Brands communicate with the world through a series of message delivery systems such as broadcast advertising, web sites, company representatives and product interaction. These systems utilize brand signals to communicate. While these signals commonly take the form of brand names and logos, they can also extend into sight, sound, touch, taste, smell or even action such as a brand ritual.
Brand signals are far more than an aesthetic veneer. They turn abstract meaning into tangible cues, allowing consumers to better navigate the marketplace. Functioning as vessels, these signals carry learned and associative meaning. That meaning is often instilled by the brand owner and further enhanced by the audience. The connotation of a brand signal evolves over time, as either the brand owner or its audience fills the vessel with new meaning that displaces the original. Take for example, two well know brand signals that once represented something very different than they do today, the ENRON name and logo. The original meaning was displaced by consumers’ new understanding of “ENRON.”
The most effective brands use a wide array of signals to manage consumers’ expectations. Many of these are co-authored by the brand owner and its audience. These signals communicate on multiple levels: Specifically and Categorically, Individually and Collectively.
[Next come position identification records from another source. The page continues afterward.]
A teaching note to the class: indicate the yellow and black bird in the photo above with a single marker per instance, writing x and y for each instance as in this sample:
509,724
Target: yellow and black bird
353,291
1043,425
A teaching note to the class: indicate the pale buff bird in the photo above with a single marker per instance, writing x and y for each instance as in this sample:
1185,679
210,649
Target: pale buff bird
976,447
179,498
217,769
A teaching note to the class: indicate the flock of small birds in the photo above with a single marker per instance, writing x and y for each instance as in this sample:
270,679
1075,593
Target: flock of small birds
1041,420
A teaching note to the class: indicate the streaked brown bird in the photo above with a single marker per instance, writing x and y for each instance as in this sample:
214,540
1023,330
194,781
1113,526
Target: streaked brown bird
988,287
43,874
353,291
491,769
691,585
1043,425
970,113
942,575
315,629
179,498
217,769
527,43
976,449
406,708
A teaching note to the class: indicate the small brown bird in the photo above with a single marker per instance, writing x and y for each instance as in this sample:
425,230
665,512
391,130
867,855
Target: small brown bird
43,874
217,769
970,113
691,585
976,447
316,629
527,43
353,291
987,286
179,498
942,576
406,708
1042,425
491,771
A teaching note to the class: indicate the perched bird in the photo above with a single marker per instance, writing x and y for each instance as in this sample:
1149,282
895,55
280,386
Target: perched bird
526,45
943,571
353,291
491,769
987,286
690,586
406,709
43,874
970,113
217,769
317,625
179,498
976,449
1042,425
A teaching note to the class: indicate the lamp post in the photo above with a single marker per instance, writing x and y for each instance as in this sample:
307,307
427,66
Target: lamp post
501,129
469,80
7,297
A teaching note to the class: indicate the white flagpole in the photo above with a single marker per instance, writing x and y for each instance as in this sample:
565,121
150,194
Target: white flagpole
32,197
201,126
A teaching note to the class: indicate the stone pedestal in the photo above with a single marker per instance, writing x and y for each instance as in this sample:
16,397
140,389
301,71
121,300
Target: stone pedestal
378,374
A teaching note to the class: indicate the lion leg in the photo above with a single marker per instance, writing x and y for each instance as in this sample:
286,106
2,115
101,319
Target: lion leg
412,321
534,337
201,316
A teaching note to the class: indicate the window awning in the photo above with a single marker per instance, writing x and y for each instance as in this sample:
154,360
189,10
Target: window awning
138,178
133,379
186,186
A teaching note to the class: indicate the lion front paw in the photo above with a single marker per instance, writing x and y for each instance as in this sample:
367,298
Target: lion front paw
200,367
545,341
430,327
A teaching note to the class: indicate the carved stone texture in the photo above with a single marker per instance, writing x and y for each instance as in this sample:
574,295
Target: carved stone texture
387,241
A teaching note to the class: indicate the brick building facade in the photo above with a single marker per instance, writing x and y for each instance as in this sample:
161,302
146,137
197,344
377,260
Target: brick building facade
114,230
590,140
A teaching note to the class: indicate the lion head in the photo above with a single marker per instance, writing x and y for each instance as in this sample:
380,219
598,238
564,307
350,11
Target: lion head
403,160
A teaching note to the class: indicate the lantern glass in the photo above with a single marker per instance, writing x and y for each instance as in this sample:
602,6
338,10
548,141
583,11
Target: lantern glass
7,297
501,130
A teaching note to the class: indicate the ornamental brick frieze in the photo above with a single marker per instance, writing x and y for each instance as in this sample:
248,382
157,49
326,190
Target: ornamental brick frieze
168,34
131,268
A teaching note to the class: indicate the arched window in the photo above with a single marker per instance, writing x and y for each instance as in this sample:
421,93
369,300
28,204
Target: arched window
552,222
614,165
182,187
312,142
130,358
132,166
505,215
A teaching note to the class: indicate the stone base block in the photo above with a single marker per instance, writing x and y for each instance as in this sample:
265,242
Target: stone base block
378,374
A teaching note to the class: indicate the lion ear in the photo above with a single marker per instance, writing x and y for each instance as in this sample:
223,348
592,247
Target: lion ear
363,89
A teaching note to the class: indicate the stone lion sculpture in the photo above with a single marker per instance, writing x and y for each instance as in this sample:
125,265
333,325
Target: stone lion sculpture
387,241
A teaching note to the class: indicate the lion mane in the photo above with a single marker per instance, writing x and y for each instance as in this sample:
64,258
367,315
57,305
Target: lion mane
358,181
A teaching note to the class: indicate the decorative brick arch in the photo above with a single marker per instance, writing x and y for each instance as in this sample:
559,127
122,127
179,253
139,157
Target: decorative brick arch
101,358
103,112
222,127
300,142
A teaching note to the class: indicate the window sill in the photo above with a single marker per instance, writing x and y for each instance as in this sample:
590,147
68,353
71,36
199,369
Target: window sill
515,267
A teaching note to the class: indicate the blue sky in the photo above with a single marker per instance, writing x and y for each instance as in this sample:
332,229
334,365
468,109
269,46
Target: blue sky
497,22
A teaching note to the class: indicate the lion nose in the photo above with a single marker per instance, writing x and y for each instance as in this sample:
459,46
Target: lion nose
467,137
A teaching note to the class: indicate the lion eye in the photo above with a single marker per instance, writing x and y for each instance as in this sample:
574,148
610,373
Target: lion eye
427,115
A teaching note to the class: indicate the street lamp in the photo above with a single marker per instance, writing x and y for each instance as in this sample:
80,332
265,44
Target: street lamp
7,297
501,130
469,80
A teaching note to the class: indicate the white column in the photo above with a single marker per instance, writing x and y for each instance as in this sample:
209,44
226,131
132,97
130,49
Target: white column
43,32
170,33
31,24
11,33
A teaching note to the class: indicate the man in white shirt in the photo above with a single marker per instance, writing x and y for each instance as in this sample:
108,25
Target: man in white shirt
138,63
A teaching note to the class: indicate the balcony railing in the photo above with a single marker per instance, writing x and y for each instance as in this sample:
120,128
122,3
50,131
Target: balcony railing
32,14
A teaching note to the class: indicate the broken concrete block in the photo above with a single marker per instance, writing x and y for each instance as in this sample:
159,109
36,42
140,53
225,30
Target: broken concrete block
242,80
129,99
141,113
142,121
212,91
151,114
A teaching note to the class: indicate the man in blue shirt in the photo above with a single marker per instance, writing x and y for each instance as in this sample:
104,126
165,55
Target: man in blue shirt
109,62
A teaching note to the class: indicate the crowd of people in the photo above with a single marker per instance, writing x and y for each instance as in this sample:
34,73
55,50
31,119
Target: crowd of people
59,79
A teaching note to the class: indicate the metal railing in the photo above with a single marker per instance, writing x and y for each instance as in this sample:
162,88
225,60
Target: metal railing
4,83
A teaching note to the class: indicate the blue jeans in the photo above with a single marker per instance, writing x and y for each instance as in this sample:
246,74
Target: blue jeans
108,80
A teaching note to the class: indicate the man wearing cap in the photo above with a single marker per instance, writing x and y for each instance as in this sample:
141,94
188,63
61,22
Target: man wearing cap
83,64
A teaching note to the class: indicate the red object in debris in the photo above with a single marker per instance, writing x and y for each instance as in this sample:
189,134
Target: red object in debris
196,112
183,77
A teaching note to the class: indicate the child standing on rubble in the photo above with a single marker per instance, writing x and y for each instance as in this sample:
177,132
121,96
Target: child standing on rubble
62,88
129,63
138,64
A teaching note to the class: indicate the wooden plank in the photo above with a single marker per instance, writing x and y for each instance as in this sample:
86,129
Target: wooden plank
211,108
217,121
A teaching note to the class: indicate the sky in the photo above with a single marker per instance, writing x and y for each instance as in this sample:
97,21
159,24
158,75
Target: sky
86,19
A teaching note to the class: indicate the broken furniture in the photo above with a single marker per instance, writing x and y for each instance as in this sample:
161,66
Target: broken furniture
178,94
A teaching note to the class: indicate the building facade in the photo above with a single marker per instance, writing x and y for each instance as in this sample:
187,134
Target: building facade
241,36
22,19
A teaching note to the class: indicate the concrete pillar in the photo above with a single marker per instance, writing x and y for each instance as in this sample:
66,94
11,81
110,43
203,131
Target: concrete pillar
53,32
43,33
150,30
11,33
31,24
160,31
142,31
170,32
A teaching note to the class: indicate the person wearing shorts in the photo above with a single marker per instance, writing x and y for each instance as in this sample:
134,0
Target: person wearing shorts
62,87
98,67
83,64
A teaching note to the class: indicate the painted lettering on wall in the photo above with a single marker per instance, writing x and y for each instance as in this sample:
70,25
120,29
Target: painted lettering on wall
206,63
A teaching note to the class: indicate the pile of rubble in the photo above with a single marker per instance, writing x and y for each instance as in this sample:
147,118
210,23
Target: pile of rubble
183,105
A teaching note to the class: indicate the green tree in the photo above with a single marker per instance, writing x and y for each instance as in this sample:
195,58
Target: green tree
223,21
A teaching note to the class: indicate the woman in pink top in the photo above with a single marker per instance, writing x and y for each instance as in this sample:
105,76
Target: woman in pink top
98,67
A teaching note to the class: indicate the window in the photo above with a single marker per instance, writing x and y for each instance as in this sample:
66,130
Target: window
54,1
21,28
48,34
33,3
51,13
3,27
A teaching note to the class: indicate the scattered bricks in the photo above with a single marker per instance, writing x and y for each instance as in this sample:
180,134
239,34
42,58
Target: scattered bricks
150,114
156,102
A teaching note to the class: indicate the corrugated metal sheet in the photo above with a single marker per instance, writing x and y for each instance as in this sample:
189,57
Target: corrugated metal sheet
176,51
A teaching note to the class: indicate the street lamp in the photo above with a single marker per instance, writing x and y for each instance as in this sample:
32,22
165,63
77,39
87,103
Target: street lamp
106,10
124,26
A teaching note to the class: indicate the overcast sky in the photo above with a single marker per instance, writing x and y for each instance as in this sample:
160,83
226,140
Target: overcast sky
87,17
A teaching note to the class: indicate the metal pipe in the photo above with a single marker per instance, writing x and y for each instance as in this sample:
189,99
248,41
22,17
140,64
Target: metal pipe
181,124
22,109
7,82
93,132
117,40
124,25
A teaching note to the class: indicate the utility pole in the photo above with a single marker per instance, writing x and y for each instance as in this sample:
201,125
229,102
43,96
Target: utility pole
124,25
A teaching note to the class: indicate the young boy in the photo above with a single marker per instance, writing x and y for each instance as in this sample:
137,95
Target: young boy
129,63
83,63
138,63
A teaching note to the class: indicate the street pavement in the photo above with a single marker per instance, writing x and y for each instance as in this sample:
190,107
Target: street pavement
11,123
Specifically and Categorically
When a signal is specific to a given brand, it directly equates to that brand: The names McDonald’s and Big Mac directly equate to the McDonald’s brand as do the golden arches and Ronald McDonald. Yet, we also recognize brand signals by category. These signals indicate brands by type. We relate the yellow and red color scheme to the fast food/burger category. Have you ever noticed how McDonald’s, Burger King and Wendy’s all share the same color scheme? Coincidence? McDonald’s (first to market) established the color scheme that has defined the fast food burger joint category for generations.
Individually and Collectively
Some brand signals carry enough meaning to hold up individually such as a company’s name, its logo or even an iconic shape. Such is the case with Coca-Cola’s “contour bottle.” With its distinctive curves, it is one of the most recognized icons in the world. Designed so it could be identified in the dark and shaped so that, even if broken, it is identifiable at a glance; the unique bottle design ensures that Coca-Cola is never confused with competitors.
Other brand signals work collectively. A slice of lime on its own says nothing. However, when it adorns the neck of a clear beer bottle, the lime says Corona! Add a tropical beach and it screams!
Of course, individual signals can contribute to the collective, and categorical signals can contribute to the specific. Be they specific or categorical, individual or collective, not all brand signals are created intentionally. Many are associated with or equated to the brand over time. These signals are of no less value than those which are developed intentionally by the brand owner. The Corona lime ritual was not created by Corona, but rather a California bartender who, in 1981, made a bet with his buddy that he could start a trend. Corona might not have started the lime ritual, they may not own it legally, but they benefit from this well know brand signal.
Your own brand likely has signals that extend beyond its name and logo. By identifying and refining these signals, your brand can begin to own these mental cues to build a more engaging brand experience with your audience.